Imram came here on a one-month U.S. government-funded program that immersed Pakistani journalists in newsrooms including ours so they could learn about the profession, from the guts of journalism to new media and the latest camera equipment. By the time you read this, he’ll be back home to pass along his knowledge.
While many of his questions spoke of challenges you’d hear from anyone growing up and learning the trade here, I found his biggest challenge to be both universal and unique. The issue seems commonplace: how to balance a story. It’s the reason he cites as the challenge that departs from the American experience. It’s not that Imram or his compatriots don’t know they need to offer multiple viewpoints. It’s that some sources aren’t just putting their jobs on the line if they speak; they’re putting their lives on the line. That’s a much harder sell.

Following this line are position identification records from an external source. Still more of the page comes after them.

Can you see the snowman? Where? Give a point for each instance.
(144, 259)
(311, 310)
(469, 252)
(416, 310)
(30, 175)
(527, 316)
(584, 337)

Imram himself can’t go home to his native province. He works in a city hours away because he says extremists have threatened him and his family if he returns. The Committee to Protect Journalists says in 2010, eight Pakistani journalists died for work they published or aired, ranking Pakistan as the most dangerous country for journalists, just ahead of Iraq, Mexico and Honduras. Imram says one of these journalists was a friend assassinated in the middle of an assignment in Swat city.
In June, SPJ wrote a letter to the Pakistani ambassador in Washington D.C. expressing our dismay at the violence that has befallen reporters there, including Saleem Shahzad, a reporter who had written extensively on al Qaeda and the Talbian, who was killed just after he produced a story that raised questions about the relationship between Pakistani military officers and terrorist groups. Other reporters died after reporting on ties to the nation’s intelligence service, the ISI.
[UPDATE: The New York Times reports there is more evidence from U.S. intelligence linking Shahzad’s slaying to the Pakistani ISI.]
In our letter to the Honorable Husain Haqqani, we asked the Pakistani government to launch an investigation into Mr. Shahzad’s murder and the violence against other journalists. Not surprisingly but sadly, we haven’t heard back.
It may seem like shouting empty words into a deserted theater, but SPJ’s calls for justice have led to results in the past, certainly within this country. In June, a jury in Oakland, California convicted two men in the 2007 murder of journalist Chauncey Bailey. He had been working on a story of a financially troubled community group when he was killed as he walked to work. The Sigma Delta Chi Foundation contributed $20,000 in a grant to help launch The Chauncey Bailey Project. Our Northern California chapter then joined other media organizations to continue and expand Bailey’s work, leading to dozens of stories that resulted from competing news organizations putting aside business interests to work toward this common cause, to express clearly and loudly that our work will not be silenced, that we will stand together to find the truth and report it.
Bailey’s cousin, Wendy Ashley-Johnson, posted her reaction to the conviction on the project website. She said, “Journalists have a job to do and they should not be squashed in what they do.” True here, true everywhere in the world. Just ask Muhammad Imram, back home on the job in Islamabad.